Ontem à tarde fui a um desses extraordinários encontros com a paisagem de Outono, que um encadear feliz de circunstâncias torna único: um dia luminoso, sem a agitação do Verão, em que o labor incansável da Natureza se torna mais nítido e, finalmente, aquela disponibilidade interior para a fantasia e a redenção.
Desci até à barragem do Caldeirão, continuei até Videmonte e aí apanhei a estrada para Linhares. Em plena serra, virei por um caminho florestal cujo terminus é a Penha de Prados, a 1250 metros. Trata-se de uma formação rochosa granítica disposta como uma fortificação natural, uma escarpa de onde se disfruta uma vista estonteante.
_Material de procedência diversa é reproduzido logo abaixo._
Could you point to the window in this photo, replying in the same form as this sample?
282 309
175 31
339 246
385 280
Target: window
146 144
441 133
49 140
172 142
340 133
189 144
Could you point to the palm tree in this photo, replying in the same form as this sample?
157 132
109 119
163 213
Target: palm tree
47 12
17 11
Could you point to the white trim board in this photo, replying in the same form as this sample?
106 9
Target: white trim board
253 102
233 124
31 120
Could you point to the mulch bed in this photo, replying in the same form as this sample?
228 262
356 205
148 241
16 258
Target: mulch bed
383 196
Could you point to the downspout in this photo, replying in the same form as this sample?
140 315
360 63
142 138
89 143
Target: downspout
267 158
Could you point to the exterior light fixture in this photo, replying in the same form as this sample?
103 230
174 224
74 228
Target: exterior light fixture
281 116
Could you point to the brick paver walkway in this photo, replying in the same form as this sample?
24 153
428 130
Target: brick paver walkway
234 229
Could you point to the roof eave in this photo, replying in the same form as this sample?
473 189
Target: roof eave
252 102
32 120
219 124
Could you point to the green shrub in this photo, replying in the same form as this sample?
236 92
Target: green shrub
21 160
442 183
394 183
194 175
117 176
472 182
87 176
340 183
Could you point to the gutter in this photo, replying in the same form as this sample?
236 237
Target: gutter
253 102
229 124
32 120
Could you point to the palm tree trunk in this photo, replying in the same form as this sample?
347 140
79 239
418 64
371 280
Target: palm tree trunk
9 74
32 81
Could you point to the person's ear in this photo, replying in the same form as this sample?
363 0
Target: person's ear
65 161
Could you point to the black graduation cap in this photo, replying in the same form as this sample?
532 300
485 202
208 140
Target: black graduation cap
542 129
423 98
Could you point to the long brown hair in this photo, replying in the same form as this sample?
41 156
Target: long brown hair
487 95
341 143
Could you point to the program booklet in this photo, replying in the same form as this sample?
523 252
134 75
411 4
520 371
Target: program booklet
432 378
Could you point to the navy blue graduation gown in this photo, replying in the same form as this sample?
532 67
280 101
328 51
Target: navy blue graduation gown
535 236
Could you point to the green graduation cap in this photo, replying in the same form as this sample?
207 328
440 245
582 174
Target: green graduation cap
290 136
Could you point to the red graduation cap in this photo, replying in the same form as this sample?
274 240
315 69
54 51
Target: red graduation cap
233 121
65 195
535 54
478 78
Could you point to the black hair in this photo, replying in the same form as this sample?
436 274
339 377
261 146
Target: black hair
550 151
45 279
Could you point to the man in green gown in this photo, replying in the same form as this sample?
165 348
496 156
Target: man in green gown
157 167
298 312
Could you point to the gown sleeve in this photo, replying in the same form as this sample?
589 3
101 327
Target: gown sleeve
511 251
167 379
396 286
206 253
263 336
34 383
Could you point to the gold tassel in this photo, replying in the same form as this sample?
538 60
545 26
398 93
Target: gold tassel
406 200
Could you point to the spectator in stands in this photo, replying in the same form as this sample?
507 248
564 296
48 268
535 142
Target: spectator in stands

À direita a Guarda voltada a poente, e o início do vale de Famalicão. Depois, com dimensões ciclópicas, o Vale do Mondego, cavado a seguir aos Trinta, distinguindo-se a Faia e Cavadoude e, no cimo, o Tintinolho. Lá ao fundo o cume da Marofa e, mais longe ainda, a serra da Peña de Francia, já em Espanha. A norte espreita a linha ténue do Penedo Durão, em terras durienses. O anfiteatro do planalto beirão estende-se a perder de vista, no sopé da serra: as terras de Trancoso e de Pinhel, a Velosa, Vila Franca das Naves, a Lageosa, uma infindade de aldeias distribuídas até Celorico, que consegue distinguir-se no ponto mais à esquerda, com Fornos de Algodres a espreitar. Cá em cima, chegava o som dos badalos dos rebanhos, as vozes dos que trabalham lá em baixo nas tapadas, o silvo peculiar das pás a girar nas torres de captação de energia eólica...
A seguir desci até Prados e continuei por um troço não asfaltado - rodeado de castanheiros pejados de ouriços, nogueiras e lameiros - que vai desembocar na Rapa. Transposta a serra, eis-me com o Vale do Mondego aos pés, até Aldeia Viçosa. Um quilómetro depois, a cereja no cimo do bolo: paragem na Quinta da Ponte - um solar barroco onde agora se faz turismo de habitação, mas que foi bastante maltratado pelas tropas de Junot durante as Invasões Francesas - precisamente nas margens do Mondego. No local, passada a ponte medieval que dá o nome ao local, do lado direito, para o lado da Faia, fiz um pequeno percurso a pé até chegar ao melhor local para se disfrutar o rio, a mon avis. Trata-se de uma série de lajes dispostas sobre a água, que ali é represada graças a um pequeno dique a jusante, adquirindo assim profundidade suficiente para uns bons mergulhos e umas boas braçadas. Parte do percurso é feito por uma via em pedra que julgo ser um antigo caminho dos almocreves. Que desemboca numa magnífica cosntrução em pedra que já foi azenha. O cheiro da humidade, destilada pela terra e pelo coberto vegetal, é omnipresente nesta altura. Ali fiquei por um bocado, sentado numa laje, a ouvir a água correr, o vento a atravessar a copa das árvores, observando o rasto dos aviões cruzando-se no céu. Não é preciso mais para um pôr-do-sol de luxo, garanto-vos.
No caminho de volta, meti pelo verdejante vale acima, até à ponte romana da Mizarela. Mas antes, à beira do caminho, dei conta de uma macieira Bravo de Esmolfe, a rainha das maças. Bingo! A travagem foi de tal ordem que até uns cães que iam a passar se assustaram. Acontece que grande parte dos frutos estava tombado. Peguei num saco de plástico e, respigador improvisado, meti mãos à obra. Passados cinco minutos já estava o saco cheio. O perfume inebriante dos frutos não demorou a invadir o carro, que uma paragem na nascente do Caldeirão para encher o cantil só veio intensificar. E que tão cedo não se vai dissipar.
O perfume foi como um recado, uma marca indelével, um sinal de doçura que lentamente abriu um feixe de luz nos corredores sombrios das ruínas e da devastação. Pouca coisa, poderão dizer. Talvez não, talvez não...
PS: devido a um anormal esquecimento, não levei a câmara fotográfica. Por isso, snif, não há imagens a acompanhar este mini-périplo. Mas há males que vêm por bem: obrigou-me a trabalhar a linguagem de outra forma.